SAGE Stonewall Veterans Speak: Joel Snyder
This article is part of a series of profiles of the inspiring SAGE constituents who were part of the Stonewall uprising in 1969, an event that inspired the modern LGBTQ+-rights movement.
Joel Snyder coined a war cry on the SAGE Pride bus during its ride down 5th Avenue on June 30, 2019. From the open-top seating area of a double-decker bus, the 75-year-old Snyder hollered to the mostly younger crowd gathered below, “We started this, now you finish it!” By the end of the march, Snyder was hoarse but elated.
Joel, a born-and-bred New Yorker and an Army veteran, was a waiter at the Stonewall Inn on the night of the 1969 uprising. Joel has many vivid, firsthand memories of the Stonewall uprising and paints a vibrant picture of the night that sparked the modern LGBTQ+ rights movement: “All the gay bars back then were owned by the Mob, because it was illegal to have a gay bar, to have an after-hours bar—it was illegal to be a homosexual back then, too,” he says.
Police raids happened so frequently that gay bars had a system to warn patrons. “Danny was this dapper Mob guy who we called the ‘button man.’ He stood outside the bar, and if the cops were coming to do a raid, he would push the button and the lights would come up. Everyone knew to separate—a man dancing with another man or a woman with a woman.”

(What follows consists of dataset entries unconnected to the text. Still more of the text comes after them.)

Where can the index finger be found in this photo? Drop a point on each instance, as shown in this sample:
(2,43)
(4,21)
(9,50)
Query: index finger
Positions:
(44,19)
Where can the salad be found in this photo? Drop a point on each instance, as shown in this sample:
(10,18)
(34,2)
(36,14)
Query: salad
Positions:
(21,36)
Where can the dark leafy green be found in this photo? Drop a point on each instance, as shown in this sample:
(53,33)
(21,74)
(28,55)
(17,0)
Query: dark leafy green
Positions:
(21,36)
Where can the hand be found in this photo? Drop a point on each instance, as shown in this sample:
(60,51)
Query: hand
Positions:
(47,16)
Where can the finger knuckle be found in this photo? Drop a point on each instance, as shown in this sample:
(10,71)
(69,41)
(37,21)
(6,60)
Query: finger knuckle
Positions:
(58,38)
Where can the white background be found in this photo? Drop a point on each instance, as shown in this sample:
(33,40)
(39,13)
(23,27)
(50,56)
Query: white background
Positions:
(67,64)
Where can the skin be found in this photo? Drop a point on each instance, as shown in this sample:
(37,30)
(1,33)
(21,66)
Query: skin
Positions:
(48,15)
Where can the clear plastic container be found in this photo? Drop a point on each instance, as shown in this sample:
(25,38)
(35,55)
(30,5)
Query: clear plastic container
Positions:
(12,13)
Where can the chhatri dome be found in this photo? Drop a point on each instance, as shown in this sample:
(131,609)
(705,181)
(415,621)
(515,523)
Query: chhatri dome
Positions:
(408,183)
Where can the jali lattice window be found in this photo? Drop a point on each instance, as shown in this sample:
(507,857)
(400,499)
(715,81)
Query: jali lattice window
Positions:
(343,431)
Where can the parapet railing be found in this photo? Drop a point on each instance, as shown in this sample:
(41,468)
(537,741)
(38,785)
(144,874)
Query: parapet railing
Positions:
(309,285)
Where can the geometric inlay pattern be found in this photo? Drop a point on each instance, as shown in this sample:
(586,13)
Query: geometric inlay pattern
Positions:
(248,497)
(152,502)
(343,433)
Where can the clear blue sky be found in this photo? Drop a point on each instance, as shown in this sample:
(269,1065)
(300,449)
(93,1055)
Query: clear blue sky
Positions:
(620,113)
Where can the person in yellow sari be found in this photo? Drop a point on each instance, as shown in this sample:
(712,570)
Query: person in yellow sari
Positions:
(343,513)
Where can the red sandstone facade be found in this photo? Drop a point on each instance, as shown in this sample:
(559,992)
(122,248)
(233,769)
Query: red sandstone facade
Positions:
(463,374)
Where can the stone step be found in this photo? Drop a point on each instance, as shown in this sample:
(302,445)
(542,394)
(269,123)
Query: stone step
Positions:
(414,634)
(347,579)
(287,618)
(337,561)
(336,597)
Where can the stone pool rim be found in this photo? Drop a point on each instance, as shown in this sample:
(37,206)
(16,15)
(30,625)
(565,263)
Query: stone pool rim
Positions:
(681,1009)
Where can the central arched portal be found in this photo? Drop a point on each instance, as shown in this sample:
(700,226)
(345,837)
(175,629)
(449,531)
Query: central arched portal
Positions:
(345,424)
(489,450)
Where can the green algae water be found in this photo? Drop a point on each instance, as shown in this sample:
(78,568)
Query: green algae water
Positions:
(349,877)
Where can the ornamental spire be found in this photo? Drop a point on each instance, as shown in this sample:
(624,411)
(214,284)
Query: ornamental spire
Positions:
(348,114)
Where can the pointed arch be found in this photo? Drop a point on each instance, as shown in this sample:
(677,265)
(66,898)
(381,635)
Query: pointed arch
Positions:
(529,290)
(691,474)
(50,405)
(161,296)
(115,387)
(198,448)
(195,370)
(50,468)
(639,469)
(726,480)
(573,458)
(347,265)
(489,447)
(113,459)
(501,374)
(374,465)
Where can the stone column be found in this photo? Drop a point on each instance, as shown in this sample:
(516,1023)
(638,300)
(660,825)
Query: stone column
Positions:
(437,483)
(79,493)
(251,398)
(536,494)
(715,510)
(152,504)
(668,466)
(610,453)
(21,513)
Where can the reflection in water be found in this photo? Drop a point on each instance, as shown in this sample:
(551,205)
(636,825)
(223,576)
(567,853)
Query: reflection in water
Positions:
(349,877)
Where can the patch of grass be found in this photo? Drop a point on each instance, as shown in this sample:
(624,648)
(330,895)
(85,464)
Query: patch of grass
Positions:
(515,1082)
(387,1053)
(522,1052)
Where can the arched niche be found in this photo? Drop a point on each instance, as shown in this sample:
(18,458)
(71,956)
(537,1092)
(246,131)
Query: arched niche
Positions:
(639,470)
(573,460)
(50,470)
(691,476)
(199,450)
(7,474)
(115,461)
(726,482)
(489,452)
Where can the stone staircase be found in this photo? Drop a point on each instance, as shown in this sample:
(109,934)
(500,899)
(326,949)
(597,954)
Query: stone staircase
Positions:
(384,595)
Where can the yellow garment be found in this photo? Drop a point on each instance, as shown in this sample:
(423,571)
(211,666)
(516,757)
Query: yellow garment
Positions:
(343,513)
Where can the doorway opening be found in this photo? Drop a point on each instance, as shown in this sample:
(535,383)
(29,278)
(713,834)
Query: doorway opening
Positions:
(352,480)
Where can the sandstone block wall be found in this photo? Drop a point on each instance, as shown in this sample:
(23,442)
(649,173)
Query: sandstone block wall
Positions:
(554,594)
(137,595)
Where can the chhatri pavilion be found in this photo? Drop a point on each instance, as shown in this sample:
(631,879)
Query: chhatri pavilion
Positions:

Joel says that on the night of the uprising, “About five or six cops came in. There was a new police captain in the 6th Precinct, and he could not believe there was a gay bar in his district. He was pissed and wanted to make a name for himself. They raided us at about midnight, which was pretty early for the Stonewall,” Joel says. ”There were only a couple of hundred kids there that night. The captain and maybe four officers ran in and started yelling and asking for people’s IDs. When the cops started breaking the cigarette machine and stealing the staff’s tips, the kids started getting pissed,” says Joel.
Those who were arrested—mainly drag queens, young people, and people of color, says Joel—were led outside to paddy wagons. But this night, the crowd fought back and led those who were arrested right back out of the paddy wagons. The mass of people started to grow. The police were outmanned. They didn’t count on anyone fighting back, let alone a group of people they thought of as misfits, Joel says. The handful of cops, wildly outnumbered, locked themselves inside the Stonewall to protect themselves from the rapidly growing horde.
“Then even more people came,” says Joel. “First there were about 500 people there, and within the next hour, there were about 1,000 people. Word spread through the Village like wildfire. Two queens pulled a parking meter out of the ground, out of 3-foot-deep cement and used it as a battering ram up against the front door. We took over Sheridan Square for three days. The cops were scared of us!” he says.
According to Joel, the fighting back that occurred at Stonewall had been building within the community and within himself. “I’d been bullied all of my life. I was bullied by my parents, physically and psychologically. I was bullied by the guys in my unit. I was bullied by the cops. And when you bully someone for so many years, they eventually snap. Stonewall was me snapping.”
Joel says that Stonewall was a major turning point in his life. He left the city two weeks after the riots. He moved to San Francisco, then to Portland, Oregon. “During that week, it felt different, but I guess I left New York because I could go to jail for being me, and that wasn’t the case in San Francisco. I was part of the defense department for the Gay Liberation Front and I founded the Vietnam Veterans Against the War. There was definitely a shift in me and I took it with me there. I was an out and proud gay man, even to my Army buddies—and no one dared call me faggot!”
Joel lived in San Francisco for 15 years, during the heyday of Harvey Milk, but “by 1984, I had lost everyone I had ever loved” to the AIDS epidemic, so he moved to Portland to again start over.
He was beyond thrilled to return to Stonewall in 2019 for a reunion with others who were part of the uprising. In fact, the 50th anniversary of Stonewall was his first trip back to New York City since that night 50 years ago. “I have never been one to want my name or face publicized, but now I feel like I have nothing to fear. I believe in fighting for the rights of everyone. I have seen some of the darker sides of humanity, but the bright side is teaching younger people how to fight back.”
And that’s exactly what he did as he shouted to the crowds at the 2019 Pride march that celebrated him and all the others who said, ‘No more!’ 50 years ago.